A new large-scale, high-throughput method — paired-end mapping (PEM) — for identifying structural variants in the human genome has been described. It provides insights into how these variants arise and suggests that structural variation is even more prevalent in the human genome than previously anticipated.

Two approaches have dominated studies of structural genomic variation: array comparative genomic hybridization (CGH) and fosmid paired-end sequencing; however, the former maps structural variants at a resolution that is insufficient for detecting the actual breakpoints, whereas the latter is laborious. Motivated by this problem and the fact that there are few methods for efficient detection of structural variants of <10 kb, the authors developed PEM. It involves generating paired ends of 3-kb fragments, which are then sequenced using the 454 technology. Significant differences between the paired-end reads and the corresponding reference genomic regions reveal the presence of structural variation. Deletions, inversions and mated and unmated insertions of ≥3 kb, and simple insertions of 2–3 kb, can be detected in this way.

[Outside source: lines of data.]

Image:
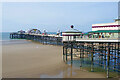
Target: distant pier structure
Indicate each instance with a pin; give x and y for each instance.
(36, 35)
(95, 51)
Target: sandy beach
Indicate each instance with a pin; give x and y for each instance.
(33, 60)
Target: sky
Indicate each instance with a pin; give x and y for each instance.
(54, 16)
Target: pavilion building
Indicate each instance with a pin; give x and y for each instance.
(106, 30)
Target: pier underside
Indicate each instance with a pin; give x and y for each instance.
(101, 57)
(94, 56)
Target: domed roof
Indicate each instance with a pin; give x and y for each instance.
(72, 30)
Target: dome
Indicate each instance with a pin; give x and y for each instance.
(72, 30)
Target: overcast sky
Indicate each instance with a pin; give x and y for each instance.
(53, 16)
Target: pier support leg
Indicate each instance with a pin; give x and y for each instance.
(92, 51)
(66, 54)
(108, 59)
(63, 54)
(71, 52)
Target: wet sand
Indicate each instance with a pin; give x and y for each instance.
(33, 60)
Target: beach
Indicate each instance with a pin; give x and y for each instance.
(27, 59)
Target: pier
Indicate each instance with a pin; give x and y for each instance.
(95, 51)
(95, 55)
(44, 39)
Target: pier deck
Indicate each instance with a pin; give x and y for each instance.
(95, 55)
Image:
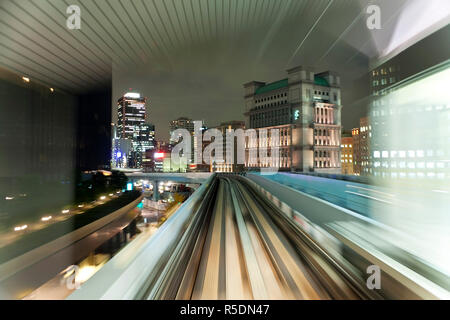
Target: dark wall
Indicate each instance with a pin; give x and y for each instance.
(94, 130)
(45, 136)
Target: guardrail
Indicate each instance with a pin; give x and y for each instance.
(125, 275)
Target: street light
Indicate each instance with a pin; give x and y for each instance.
(20, 228)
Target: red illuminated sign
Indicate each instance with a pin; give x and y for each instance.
(159, 155)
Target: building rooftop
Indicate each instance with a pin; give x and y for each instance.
(320, 81)
(272, 86)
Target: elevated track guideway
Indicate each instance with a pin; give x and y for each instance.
(240, 246)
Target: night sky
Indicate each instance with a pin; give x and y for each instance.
(201, 69)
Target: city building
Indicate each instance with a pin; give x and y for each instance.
(230, 163)
(187, 124)
(408, 120)
(347, 153)
(180, 123)
(306, 108)
(356, 152)
(131, 112)
(132, 126)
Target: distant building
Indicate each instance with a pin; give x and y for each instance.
(131, 112)
(408, 108)
(306, 107)
(180, 123)
(133, 127)
(347, 154)
(187, 124)
(228, 165)
(356, 152)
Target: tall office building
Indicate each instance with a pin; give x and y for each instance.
(188, 124)
(408, 117)
(132, 126)
(131, 113)
(180, 123)
(347, 153)
(306, 108)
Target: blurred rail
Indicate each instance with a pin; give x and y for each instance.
(230, 240)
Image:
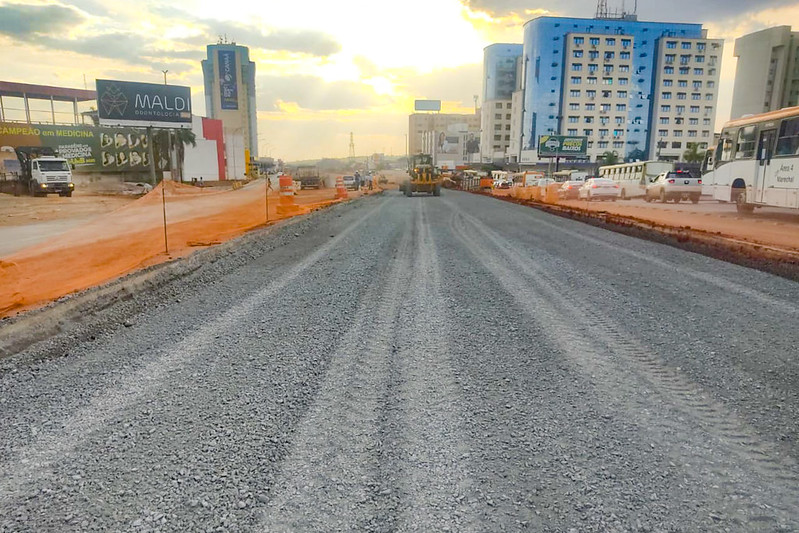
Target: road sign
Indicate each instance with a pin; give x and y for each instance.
(562, 146)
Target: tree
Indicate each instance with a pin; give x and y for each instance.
(693, 154)
(610, 158)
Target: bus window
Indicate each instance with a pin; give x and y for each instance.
(746, 143)
(788, 141)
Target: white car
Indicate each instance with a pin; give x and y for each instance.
(599, 189)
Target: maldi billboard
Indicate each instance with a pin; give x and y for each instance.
(126, 103)
(89, 148)
(228, 88)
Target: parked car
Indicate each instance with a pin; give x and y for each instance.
(350, 183)
(674, 185)
(569, 190)
(599, 189)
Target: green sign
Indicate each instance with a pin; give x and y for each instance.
(562, 146)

The authors tested PEM on two individuals, both of whom had previously been studied for structural variation. Variants were validated in several ways, including by PCR and comparison with the Database of Genomic Variants. Overall, 1,300 structural variants were identified, implying that structural variation is more significant than single-nucleotide variation when considering the number of bases that are affected. Most PEM-identified variants are small (65% are <10 kb) and several had not been detected previously. Notably, 45% of the variants are shared between these two individuals; considering that one is of African and the other of presumed European ancestry, this finding indicates that many structural variants are common and presumably ancient.

454 sequencing of the breakpoints indicated that many structural variants were associated with segmental duplications and short- to medium-sized repetitive elements such as short and long interspersed nuclear elements (SINEs and LINEs). Contrary to previous reports, no enrichment of Alu elements was seen near breakpoints. On the basis of further manual analysis of breakpoint sequences, the authors estimate that 56% of insertion and deletion polymorphisms (indels) arise as a result of non-homologous end joining; a surprise given that many structural variants are associated with segmental duplications. A further 30% of variants occur as a result of retrotransposition, most of which is due to LINE elements. Non-allelic homologous recombination seems to result in structural variation only relatively rarely, but where it does it mainly occurs between LINEs, long terminal repeat (LTR) elements or SINEs. In 4 of the 14 inversions analysed the authors found evidence for homologous recombination between inverted repeats as the underlying mechanism for the variation.

Despite a number of advantages, as with other methods PEM cannot easily identify structural variants that lie in regions of multiple copies of highly similar and long repeats. However, the authors are confident that the method can be refined to become the ultimate tool for analysing structural variation.